Imagine the labor it took to cross that vast distance and it’s easy to understand why the first European explorers—men who knew what crossing the Atlantic meant—used words like “ocean” and “sea” when they spoke of the grass.
It’s humbling to imagine those thousands of miles, and what filled them. Nowadays people think of prairies as empty and monotonous. But what they’re really thinking of is the cornfields that replaced the tallgrass. Corn ground is acre upon acre upon acre of row after row after row, all planted in one variety, of one thing, all at the same time. Corn ground is more a growing medium than it is soil, having been drenched in enough pesticide and herbicide to kill all the microbes that let the soil live. In
The Omnivore’s Dilemma,
Michael Pollan calls such land “food deserts”—producers of a volume of calories that must be processed by industry or used to feed livestock prior to human consumption. Anything growing on corn ground—except for corn—is a mistake.

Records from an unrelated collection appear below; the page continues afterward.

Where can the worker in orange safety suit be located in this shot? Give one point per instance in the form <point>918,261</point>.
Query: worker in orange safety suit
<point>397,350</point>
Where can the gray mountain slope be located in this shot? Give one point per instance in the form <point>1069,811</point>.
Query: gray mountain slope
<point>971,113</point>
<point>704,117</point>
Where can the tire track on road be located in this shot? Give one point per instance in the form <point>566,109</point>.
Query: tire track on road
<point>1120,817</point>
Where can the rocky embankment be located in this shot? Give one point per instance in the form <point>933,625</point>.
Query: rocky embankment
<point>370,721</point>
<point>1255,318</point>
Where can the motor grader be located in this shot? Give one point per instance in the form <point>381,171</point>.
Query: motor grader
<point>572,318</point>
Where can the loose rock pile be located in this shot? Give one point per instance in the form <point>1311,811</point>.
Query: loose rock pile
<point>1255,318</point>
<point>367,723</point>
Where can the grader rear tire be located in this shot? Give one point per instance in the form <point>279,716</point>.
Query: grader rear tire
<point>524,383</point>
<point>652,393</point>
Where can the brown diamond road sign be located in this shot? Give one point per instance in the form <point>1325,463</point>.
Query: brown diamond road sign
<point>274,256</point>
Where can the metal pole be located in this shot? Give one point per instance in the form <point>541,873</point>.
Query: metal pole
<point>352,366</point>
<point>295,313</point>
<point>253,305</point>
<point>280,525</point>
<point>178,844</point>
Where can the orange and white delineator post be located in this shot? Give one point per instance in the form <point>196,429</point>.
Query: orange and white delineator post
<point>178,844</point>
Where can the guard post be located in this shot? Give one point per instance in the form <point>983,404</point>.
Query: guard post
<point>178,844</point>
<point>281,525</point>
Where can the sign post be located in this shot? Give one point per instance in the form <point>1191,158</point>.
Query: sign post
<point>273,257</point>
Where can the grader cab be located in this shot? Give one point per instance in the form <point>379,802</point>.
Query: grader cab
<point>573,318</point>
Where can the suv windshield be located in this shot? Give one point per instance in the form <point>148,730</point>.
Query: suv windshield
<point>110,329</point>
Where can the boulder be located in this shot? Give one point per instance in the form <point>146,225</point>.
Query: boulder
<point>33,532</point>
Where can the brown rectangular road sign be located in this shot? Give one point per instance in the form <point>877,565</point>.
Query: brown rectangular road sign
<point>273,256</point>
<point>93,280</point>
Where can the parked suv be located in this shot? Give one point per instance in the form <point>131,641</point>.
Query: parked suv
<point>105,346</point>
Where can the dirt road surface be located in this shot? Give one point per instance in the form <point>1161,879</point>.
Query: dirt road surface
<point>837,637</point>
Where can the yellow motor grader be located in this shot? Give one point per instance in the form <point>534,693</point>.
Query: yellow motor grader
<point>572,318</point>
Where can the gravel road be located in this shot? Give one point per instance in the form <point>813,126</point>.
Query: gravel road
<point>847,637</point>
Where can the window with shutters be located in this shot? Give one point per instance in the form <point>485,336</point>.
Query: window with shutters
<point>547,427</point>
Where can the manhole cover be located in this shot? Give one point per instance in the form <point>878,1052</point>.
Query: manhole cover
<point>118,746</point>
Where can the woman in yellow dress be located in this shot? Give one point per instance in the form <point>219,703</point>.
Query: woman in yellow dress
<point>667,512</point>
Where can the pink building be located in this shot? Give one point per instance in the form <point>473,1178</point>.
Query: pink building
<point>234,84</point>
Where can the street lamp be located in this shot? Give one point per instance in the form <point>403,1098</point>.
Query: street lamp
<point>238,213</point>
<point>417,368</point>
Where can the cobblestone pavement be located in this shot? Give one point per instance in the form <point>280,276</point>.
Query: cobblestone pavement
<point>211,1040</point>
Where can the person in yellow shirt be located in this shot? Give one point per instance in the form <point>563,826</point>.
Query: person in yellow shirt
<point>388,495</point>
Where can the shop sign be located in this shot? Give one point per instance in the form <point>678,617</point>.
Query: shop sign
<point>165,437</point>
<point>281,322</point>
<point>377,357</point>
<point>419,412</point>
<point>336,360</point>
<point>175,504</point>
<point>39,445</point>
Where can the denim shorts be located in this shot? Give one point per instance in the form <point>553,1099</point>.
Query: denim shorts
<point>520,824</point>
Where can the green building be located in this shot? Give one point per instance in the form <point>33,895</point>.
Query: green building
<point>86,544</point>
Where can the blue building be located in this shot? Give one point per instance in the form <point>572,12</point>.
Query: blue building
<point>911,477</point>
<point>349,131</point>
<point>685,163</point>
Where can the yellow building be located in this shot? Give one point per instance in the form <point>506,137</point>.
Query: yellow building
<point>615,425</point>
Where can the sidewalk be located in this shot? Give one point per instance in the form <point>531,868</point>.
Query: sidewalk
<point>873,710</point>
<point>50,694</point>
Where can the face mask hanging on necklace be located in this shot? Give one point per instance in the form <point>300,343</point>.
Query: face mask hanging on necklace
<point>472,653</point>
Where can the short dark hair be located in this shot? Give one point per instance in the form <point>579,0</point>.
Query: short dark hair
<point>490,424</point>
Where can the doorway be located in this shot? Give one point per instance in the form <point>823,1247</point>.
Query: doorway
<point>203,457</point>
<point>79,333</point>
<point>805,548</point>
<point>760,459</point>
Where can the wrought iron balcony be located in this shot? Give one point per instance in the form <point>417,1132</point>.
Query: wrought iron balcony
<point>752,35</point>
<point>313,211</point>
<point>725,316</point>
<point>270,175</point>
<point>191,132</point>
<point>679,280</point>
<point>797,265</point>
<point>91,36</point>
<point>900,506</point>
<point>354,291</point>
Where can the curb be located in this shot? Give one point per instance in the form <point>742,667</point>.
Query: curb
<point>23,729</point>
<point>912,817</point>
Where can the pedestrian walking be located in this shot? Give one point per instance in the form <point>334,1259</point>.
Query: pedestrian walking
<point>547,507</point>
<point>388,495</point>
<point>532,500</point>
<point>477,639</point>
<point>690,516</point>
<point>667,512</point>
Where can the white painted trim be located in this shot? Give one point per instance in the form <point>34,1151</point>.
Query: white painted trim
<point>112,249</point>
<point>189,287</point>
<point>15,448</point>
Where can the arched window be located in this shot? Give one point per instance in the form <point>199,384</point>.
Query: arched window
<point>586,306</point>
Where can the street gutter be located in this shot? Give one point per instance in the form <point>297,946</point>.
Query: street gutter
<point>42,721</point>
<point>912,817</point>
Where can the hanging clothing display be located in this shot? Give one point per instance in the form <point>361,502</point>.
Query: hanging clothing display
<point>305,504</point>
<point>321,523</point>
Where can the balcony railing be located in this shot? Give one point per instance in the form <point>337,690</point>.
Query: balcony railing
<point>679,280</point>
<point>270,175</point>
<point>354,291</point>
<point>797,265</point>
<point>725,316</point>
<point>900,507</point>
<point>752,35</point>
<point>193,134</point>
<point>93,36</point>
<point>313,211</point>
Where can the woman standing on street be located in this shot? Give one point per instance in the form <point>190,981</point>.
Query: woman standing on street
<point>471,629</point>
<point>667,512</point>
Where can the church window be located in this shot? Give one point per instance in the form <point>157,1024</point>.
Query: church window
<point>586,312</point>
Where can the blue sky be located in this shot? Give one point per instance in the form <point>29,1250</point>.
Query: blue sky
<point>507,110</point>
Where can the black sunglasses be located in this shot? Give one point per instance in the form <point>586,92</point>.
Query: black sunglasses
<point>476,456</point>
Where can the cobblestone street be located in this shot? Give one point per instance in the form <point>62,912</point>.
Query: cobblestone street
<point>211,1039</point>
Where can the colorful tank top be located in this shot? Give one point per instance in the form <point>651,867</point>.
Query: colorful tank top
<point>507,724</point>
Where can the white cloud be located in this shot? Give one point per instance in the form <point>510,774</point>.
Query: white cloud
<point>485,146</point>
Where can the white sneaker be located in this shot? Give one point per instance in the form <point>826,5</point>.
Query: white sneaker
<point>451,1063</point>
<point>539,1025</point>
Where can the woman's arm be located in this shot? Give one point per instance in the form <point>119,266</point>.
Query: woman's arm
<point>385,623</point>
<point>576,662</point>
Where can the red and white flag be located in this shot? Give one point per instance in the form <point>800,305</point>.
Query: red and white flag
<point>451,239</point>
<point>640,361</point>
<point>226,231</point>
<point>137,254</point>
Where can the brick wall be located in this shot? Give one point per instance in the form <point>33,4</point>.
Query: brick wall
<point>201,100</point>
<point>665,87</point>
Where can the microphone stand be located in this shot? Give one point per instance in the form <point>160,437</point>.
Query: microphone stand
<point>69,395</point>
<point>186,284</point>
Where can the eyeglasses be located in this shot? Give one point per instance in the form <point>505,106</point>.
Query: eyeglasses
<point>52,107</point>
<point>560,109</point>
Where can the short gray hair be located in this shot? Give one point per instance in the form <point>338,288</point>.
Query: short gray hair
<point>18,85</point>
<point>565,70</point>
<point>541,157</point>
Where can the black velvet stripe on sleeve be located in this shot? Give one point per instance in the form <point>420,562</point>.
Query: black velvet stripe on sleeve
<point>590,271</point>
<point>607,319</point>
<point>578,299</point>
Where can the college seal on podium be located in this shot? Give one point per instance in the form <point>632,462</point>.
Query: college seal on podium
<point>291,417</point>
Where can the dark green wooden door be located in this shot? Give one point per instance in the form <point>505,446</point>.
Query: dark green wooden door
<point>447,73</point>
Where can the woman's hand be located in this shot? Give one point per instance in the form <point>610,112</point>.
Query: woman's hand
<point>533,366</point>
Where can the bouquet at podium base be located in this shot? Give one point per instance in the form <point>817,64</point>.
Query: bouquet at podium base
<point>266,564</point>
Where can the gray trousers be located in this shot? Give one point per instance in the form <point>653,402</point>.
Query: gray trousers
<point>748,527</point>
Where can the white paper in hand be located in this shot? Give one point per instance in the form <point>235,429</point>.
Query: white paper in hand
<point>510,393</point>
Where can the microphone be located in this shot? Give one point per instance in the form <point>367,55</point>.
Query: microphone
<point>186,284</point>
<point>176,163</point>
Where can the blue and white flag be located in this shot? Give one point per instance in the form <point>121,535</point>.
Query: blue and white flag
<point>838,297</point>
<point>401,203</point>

Prairie is this: Twelve-foot-high big bluestem. Blazing stars. Sky blue aster. Purple coneflower, also called echinacea. Poppy mallow and downy gentian. It’s 230 species crowded onto a tiny, remnant “postage stamp” prairie. A prairie is marshes, filled with crayfish and ornate box turtles. It’s a silent sky, exploding with a flight of grouse. It’s dust tossed in billows by wallowing bison. It’s prairie fire sending smoke to redden, then blacken, the summer sun; it’s snow in drifts that can bind and kill entire herds of elk. Though the early explorers described what they saw as an ocean, their word “prairie” came from the French or Belgian name for a park or a grassy orchard.
That’s
a prairie—a place that invokes both ocean and garden, both the wildest place and the tamest. And that’s what Twain remembered—a lonely place, but also one replete and bounteous, a place whose sounds and smells and tastes remained with him all through his life.
Today prairie is also, very often—too often—much like what’s in front of me at the moment: a display, nearly a zoo. This tiny patch of grassland, acquired and maintained for the express purpose of preserving the prairie chickens, needs constant human care and attention. Without periodic burns and occasional grazing by hired local cattle to replicate prairie fires and bison, short invasive grasses could, and would, overwhelm Prairie Ridge. Keeping this place “natural” is damned hard work.